Laboratory of Molecular Neuro-Oncology, Howard Hughes Medical Institute, The Rockefeller University, 1230 York Avenue, New York, NY 10021, USA.
Science. 2010 Jul 23;329(5990):439-43. doi: 10.1126/science.1191150. Epub 2010 Jun 17.
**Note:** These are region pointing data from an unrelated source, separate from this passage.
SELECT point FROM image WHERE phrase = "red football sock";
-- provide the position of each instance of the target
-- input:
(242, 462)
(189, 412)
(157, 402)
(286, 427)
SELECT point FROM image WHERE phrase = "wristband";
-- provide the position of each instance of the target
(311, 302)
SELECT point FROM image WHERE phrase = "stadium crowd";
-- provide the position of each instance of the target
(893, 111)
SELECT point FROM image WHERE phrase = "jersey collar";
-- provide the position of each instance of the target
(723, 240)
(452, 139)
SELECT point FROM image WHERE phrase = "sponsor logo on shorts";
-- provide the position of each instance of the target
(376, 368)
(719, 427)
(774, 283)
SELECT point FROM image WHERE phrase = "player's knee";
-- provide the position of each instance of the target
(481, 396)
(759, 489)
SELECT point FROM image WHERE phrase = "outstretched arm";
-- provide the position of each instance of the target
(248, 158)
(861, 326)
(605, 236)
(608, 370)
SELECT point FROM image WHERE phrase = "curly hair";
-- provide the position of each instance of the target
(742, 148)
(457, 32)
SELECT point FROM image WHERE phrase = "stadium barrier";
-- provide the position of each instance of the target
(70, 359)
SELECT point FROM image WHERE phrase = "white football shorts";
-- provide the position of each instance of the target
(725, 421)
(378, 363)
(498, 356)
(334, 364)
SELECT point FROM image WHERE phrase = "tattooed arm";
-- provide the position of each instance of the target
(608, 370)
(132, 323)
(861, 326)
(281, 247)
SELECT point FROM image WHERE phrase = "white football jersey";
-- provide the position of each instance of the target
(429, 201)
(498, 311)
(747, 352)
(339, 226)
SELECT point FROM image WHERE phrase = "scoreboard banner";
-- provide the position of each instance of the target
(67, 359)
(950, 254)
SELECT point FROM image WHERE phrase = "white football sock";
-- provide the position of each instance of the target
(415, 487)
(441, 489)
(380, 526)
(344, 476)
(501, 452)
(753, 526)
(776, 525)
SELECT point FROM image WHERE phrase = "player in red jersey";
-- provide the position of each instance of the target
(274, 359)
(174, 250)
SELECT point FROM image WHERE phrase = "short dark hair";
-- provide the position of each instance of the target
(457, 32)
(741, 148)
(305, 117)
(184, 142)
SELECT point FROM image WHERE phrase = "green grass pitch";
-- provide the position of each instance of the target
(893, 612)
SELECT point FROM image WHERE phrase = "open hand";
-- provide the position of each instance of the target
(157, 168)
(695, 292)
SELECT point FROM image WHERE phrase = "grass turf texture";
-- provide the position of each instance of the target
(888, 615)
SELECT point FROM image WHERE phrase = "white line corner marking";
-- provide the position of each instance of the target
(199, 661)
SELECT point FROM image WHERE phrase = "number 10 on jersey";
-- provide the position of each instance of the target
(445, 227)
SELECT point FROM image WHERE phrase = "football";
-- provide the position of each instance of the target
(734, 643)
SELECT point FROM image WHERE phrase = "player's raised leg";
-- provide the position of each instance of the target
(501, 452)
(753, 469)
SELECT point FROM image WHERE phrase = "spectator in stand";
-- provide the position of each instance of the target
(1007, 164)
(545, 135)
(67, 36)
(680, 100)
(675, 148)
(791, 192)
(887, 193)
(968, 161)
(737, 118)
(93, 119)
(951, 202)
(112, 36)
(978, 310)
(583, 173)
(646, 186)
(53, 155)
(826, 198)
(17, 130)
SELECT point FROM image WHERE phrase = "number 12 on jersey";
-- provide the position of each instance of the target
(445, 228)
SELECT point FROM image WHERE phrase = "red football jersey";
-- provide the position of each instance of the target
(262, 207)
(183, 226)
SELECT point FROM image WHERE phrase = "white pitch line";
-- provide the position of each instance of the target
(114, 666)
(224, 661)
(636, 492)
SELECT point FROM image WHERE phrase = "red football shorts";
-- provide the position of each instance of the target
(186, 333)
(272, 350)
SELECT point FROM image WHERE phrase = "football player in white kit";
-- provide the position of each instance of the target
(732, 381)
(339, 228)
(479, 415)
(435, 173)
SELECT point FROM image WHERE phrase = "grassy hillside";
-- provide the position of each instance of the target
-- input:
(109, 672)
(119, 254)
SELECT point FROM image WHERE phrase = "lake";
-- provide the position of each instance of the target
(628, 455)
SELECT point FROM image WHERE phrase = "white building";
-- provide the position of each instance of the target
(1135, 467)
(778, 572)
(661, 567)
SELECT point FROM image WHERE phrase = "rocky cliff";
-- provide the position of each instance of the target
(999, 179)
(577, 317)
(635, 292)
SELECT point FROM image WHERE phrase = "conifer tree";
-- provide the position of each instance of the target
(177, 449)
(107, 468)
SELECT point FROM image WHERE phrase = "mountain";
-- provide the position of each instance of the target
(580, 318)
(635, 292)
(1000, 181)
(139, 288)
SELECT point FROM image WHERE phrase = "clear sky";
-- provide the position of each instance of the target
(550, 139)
The control of RNA alternative splicing is critical for generating biological diversity. Despite emerging genome-wide technologies to study RNA complexity, reliable and comprehensive RNA-regulatory networks have not been defined. Here, we used Bayesian networks to probabilistically model diverse data sets and predict the target networks of specific regulators. We applied this strategy to identify approximately 700 alternative splicing events directly regulated by the neuron-specific factor Nova in the mouse brain, integrating RNA-binding data, splicing microarray data, Nova-binding motifs, and evolutionary signatures. The resulting integrative network revealed combinatorial regulation by Nova and the neuronal splicing factor Fox, interplay between phosphorylation and splicing, and potential links to neurologic disease. Thus, we have developed a general approach to understanding mammalian RNA regulation at the systems level.
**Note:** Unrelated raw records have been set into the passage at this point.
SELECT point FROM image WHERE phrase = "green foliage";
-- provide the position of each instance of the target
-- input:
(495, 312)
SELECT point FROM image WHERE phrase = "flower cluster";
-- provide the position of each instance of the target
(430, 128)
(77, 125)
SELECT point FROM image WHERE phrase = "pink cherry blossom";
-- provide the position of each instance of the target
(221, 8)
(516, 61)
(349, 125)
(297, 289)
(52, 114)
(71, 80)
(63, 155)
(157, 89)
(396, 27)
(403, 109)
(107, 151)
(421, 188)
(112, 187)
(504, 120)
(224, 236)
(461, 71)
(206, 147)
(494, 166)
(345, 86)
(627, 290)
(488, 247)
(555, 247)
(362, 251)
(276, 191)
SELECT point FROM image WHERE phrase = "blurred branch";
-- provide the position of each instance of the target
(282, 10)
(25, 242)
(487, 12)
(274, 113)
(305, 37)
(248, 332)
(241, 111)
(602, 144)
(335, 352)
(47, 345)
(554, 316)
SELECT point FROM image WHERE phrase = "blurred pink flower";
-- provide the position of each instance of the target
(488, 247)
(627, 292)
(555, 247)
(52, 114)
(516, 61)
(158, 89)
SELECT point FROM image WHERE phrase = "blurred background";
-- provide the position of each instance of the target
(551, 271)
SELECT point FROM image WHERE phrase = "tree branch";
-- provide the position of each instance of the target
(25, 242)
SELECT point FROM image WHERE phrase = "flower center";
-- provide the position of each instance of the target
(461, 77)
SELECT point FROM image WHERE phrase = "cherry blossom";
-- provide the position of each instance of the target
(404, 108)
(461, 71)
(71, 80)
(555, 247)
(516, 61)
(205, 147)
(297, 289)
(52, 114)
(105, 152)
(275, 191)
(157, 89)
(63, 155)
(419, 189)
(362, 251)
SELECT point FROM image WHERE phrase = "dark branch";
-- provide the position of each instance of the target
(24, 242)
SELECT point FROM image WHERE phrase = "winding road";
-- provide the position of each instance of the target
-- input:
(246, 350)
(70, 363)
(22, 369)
RNA 可变剪接的调控对于产生生物多样性至关重要。尽管新兴的全基因组技术可用于研究 RNA 的复杂性,但尚未定义可靠和全面的 RNA 调控网络。在这里,我们使用贝叶斯网络来概率建模各种数据集,并预测特定调节剂的靶网络。我们应用此策略鉴定了大约 700 个在小鼠脑中由神经元特异性因子 Nova 直接调控的可变剪接事件,整合了 RNA 结合数据、剪接微阵列数据、Nova 结合基序和进化特征。由此产生的综合网络揭示了 Nova 和神经元剪接因子 Fox 的组合调控、磷酸化和剪接之间的相互作用,以及与神经疾病的潜在联系。因此,我们开发了一种全面的方法来理解哺乳动物 RNA 在系统水平上的调控。